I can expand on what functions technology() and network() or the global variables in my code mean but basically they generate the data in form of vectors-of-vectors (yes I know, matrices should be preferable, but the lengths of these vectors may vary) that is supplied to the loop. I have two problems.

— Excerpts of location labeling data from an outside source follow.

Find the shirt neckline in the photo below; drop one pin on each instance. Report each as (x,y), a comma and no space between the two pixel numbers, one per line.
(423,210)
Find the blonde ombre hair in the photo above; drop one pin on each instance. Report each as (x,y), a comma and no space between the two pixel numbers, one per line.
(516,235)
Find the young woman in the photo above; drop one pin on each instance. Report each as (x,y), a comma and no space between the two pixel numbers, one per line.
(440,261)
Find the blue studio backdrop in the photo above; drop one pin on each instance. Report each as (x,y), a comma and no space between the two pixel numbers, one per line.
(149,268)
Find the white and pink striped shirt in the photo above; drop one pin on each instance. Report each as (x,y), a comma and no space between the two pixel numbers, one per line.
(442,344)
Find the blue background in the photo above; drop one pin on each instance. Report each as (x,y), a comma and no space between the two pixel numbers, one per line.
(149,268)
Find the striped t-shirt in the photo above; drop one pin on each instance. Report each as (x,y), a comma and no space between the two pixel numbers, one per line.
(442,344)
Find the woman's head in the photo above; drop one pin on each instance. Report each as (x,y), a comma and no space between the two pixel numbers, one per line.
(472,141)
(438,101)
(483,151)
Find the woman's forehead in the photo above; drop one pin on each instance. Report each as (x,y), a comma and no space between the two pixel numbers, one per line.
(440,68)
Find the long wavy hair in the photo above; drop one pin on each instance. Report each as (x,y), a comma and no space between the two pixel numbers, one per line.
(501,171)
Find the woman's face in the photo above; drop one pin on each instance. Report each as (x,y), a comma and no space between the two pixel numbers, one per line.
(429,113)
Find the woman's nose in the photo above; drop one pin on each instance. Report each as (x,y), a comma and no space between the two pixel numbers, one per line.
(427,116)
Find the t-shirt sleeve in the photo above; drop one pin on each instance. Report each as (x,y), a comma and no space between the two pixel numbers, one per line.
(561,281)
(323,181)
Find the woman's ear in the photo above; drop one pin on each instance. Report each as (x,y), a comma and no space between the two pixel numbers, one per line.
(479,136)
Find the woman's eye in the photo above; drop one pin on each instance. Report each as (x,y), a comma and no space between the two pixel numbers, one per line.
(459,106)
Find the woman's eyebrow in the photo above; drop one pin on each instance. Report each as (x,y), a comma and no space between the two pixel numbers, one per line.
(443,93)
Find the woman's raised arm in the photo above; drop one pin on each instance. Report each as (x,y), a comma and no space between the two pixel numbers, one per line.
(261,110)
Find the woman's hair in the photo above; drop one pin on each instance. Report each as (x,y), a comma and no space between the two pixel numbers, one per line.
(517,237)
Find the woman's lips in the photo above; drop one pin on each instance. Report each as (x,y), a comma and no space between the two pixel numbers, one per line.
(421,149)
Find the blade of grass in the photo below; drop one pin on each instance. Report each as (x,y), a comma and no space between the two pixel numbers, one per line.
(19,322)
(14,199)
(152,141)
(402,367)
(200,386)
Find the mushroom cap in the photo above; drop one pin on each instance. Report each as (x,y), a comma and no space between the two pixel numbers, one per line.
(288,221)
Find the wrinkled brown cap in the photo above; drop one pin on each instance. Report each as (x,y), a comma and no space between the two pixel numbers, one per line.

  1. First, the code set up this way works with automatic differentiation so long as I do not declare a type for β in the main likelihood function. For example, if I declare β::Vector{Float64} as I do in the currently commented out gradient and Hessian, I get a type/method error at the optimize) stage in the loop. This seems to go against one of the principles from the guide: always declare input types if possible.

  2. I am trying to follow @lrnv’s advice about avoiding duplicate calculations, following the hints here. This should be somewhat manageable. The problem is that as far as I understand I need to provide a “double closure”: one for the data inputs X and one to get the f, g! and h! functions that supply objective, gradient and Hessian to optimize(). This seems to be rather delicate so any guide or example on this would be great.